Second-harmonic generation via double topological valley-Hall kink modes in all-dielectric photonic crystals

TL;DR

This paper demonstrates second-harmonic generation in all-dielectric photonic crystals using topological valley-Hall kink modes, enabling tunable, bidirectional nonlinear frequency mixing with potential applications in sensing and photonic devices.

Contribution

It introduces a novel approach to achieve phase-matched SHG via topological kink modes in all-dielectric photonic crystals, combining topological photonics with nonlinear optics.

Findings

Topological bandgaps created around frequencies ω₀ and 2ω₀ in honeycomb PhCs.

Bidirectional, tunable phase-matched SHG demonstrated through simulations.
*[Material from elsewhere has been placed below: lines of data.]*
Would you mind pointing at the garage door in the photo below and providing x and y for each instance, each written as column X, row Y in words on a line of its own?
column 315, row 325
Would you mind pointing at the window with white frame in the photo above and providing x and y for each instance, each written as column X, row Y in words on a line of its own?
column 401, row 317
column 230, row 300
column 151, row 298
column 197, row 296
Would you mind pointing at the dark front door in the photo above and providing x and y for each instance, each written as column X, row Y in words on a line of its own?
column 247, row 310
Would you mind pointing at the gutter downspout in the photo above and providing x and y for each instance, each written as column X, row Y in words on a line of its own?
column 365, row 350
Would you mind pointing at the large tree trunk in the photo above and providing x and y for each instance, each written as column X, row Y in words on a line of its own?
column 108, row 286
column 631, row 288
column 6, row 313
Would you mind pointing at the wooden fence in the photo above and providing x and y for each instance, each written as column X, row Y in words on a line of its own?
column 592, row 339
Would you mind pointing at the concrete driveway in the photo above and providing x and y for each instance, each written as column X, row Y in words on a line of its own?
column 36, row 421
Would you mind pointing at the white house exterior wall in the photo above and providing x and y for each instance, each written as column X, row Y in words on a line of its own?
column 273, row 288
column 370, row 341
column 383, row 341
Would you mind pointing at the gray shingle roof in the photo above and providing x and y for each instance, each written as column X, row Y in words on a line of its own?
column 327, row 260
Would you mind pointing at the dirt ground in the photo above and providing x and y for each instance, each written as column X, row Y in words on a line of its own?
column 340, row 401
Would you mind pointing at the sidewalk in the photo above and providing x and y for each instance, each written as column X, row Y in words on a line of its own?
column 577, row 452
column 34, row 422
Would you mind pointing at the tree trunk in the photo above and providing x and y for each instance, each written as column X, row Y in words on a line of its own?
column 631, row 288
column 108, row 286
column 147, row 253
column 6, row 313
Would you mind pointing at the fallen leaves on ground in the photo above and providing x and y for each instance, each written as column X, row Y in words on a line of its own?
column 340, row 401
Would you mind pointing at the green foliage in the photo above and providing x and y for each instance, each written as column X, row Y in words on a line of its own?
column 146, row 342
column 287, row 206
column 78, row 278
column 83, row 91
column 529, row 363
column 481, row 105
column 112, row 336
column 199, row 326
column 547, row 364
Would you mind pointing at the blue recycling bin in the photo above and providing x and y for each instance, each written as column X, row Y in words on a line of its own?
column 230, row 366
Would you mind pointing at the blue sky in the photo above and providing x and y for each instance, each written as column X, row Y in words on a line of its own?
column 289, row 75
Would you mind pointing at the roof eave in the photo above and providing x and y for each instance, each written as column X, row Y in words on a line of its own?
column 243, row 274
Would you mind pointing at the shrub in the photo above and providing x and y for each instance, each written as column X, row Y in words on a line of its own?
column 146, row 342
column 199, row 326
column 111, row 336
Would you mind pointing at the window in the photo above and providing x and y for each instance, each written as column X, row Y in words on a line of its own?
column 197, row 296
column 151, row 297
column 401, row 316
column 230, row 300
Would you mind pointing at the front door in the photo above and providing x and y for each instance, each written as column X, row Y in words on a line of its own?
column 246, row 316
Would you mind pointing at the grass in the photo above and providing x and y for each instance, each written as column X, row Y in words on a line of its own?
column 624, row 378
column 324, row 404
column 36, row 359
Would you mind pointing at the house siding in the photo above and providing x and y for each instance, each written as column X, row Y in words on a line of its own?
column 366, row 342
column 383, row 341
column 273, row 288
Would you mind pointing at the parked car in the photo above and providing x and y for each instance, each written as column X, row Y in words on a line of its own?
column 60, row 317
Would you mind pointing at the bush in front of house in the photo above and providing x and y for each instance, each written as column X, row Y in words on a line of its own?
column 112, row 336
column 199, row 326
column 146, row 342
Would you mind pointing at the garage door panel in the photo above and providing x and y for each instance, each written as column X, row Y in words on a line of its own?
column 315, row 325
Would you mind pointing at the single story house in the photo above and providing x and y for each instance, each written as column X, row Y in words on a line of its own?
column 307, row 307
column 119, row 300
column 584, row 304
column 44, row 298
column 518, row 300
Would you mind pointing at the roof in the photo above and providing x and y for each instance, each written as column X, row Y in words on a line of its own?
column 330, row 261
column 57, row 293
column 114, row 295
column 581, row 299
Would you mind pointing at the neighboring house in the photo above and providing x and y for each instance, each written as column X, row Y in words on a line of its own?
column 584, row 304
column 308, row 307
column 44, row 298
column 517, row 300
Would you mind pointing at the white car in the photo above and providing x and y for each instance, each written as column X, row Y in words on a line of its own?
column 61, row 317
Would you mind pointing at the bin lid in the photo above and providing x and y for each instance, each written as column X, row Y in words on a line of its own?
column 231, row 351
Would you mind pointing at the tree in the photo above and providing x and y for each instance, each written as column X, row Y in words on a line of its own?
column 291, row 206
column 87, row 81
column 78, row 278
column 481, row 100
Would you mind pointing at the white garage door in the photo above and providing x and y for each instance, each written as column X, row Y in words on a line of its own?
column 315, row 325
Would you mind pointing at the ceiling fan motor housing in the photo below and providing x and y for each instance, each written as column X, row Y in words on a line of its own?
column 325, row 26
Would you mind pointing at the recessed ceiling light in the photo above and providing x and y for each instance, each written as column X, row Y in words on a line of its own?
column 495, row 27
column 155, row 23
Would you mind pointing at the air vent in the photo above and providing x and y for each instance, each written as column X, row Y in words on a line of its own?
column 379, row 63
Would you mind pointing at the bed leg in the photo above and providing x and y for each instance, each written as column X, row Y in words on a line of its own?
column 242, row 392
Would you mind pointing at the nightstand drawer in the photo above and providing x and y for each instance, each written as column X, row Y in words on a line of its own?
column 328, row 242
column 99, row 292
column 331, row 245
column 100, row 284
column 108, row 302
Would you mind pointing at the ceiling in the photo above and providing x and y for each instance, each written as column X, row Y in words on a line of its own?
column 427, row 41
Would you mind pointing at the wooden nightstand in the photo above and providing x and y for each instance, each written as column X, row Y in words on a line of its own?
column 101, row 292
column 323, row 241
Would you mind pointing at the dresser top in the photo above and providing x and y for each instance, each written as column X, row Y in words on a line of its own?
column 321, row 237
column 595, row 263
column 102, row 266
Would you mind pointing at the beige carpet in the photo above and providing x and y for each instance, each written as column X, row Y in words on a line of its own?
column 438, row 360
Introduction of SHG directional dichroism for sensing chiral molecules.

Abstract

Nonlinear topological photonics, which explores topics common to the fields of topological phases and nonlinear optics, is expected to open up a new paradigm in topological photonics. Here, we demonstrate second-harmonic generation (SHG) via nonlinear interaction of double topological valley-Hall kink modes in all-dielectric photonic crystals (PhCs). We first show that two topological frequency bandgaps can be created around a pair of frequencies, $\omega_0$ and $2\omega_0$, by gapping out the corresponding Dirac points in two-dimensional honeycomb PhCs. Valley-Hall kink modes along a kink-type domain wall interface between two PhCs placed together in a mirror-symmetric manner are generated within the two frequency bandgaps. Importantly, through full-wave simulations and mode dispersion analysis, we demonstrate that tunable, bi-directional phase-matched SHG via nonlinear interaction of the valley-Hall kink modes inside the two bandgaps can be achieved. In particular, by using Stokes parameters associated to the magnetic part of the valley-Hall kink modes, we introduce a new concept, SHG directional dichroism, which is employed to characterize optical probes for sensing chiral molecules. Our work opens up new avenues towards topologically protected nonlinear frequency mixing and active photonic devices implemented in all-dielectric material platforms.